Oregon Herald
- Type: Weekly newspaper
- Founder(s): Milton H. Abbott Nehemiah L. Butler
- Founded: 1866
- Ceased publication: 1873
- City: Portland, Oregon

= Oregon Herald =

19th century newspaper in Portland, Oregon

The Oregon Herald was a newspaper published in Portland, Oregon, United States from 1866 until 1873. It was originally a weekly newspaper, and thus was alternatively known as the Weekly Oregon Herald. However, in 1869 the publication became daily except on Mondays, after which it was alternatively known as the Daily Oregon Herald.
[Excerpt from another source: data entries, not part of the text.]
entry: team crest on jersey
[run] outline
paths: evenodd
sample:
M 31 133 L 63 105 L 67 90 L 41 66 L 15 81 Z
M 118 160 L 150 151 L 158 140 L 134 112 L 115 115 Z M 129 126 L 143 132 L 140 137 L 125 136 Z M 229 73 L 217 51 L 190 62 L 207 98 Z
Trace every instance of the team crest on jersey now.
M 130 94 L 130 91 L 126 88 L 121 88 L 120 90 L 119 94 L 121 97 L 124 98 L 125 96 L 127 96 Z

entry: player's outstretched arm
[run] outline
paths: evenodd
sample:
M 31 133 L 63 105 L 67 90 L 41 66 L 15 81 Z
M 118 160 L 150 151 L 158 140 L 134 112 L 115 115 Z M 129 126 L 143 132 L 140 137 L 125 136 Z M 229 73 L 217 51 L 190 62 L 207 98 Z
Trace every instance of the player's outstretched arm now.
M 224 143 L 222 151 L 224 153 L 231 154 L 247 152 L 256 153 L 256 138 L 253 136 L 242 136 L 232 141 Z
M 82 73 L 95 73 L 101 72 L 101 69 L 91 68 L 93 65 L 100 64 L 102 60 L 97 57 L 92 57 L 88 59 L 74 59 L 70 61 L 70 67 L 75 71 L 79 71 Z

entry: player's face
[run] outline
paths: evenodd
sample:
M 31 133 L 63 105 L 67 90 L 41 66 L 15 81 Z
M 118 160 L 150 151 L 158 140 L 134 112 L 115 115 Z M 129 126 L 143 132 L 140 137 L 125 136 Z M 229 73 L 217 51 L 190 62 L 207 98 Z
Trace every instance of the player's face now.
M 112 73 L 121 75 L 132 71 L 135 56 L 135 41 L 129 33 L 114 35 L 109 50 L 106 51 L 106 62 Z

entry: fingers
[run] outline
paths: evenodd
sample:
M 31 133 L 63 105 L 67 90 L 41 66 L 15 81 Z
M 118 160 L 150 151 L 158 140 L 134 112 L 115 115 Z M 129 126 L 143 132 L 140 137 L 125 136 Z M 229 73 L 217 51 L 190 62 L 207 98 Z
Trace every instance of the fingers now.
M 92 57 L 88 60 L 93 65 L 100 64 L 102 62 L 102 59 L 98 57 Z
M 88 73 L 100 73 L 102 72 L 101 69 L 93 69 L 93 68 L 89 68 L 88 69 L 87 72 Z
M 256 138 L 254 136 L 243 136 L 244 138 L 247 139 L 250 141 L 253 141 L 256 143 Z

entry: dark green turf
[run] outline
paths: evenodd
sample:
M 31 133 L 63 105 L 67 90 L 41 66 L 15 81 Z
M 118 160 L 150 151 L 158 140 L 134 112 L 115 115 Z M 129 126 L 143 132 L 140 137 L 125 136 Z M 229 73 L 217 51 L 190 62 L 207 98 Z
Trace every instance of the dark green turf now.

In 2002 a website was launched with the same name. Oregon State Media Inc. was established in 2010, and operated the site after that.

==History==
At the time the Oregon Herald was established, the only other daily paper in Portland was The Oregonian, all the others having closed. The Democratic paper was started on March 17, 1866 by Milton H. Abbott and Nehemiah L. Butler. Three years later, Abbott started the Democrat in Baker City. Abbott withdrew from the Oregon Herald soon after its establishment and a stock company was formed to manage the paper. Members of this group included Democratic leaders Aaron E. Waite, W. Weatherford, James K. Kelly, La Fayette Grover, Joseph Showalter Smith, N. L. Butler, and James C. Hawthorne. Beriah Brown became editor on June 10, 1866. Sylvester Pennoyer was the next editor, from 1868 to July 1, 1869, after which he sold the paper to T. Patterson & Co, with Eugene Semple as editor. Patterson sold the paper to a stock company on December 1, 1871, and the paper was suspended on May 25, 1873.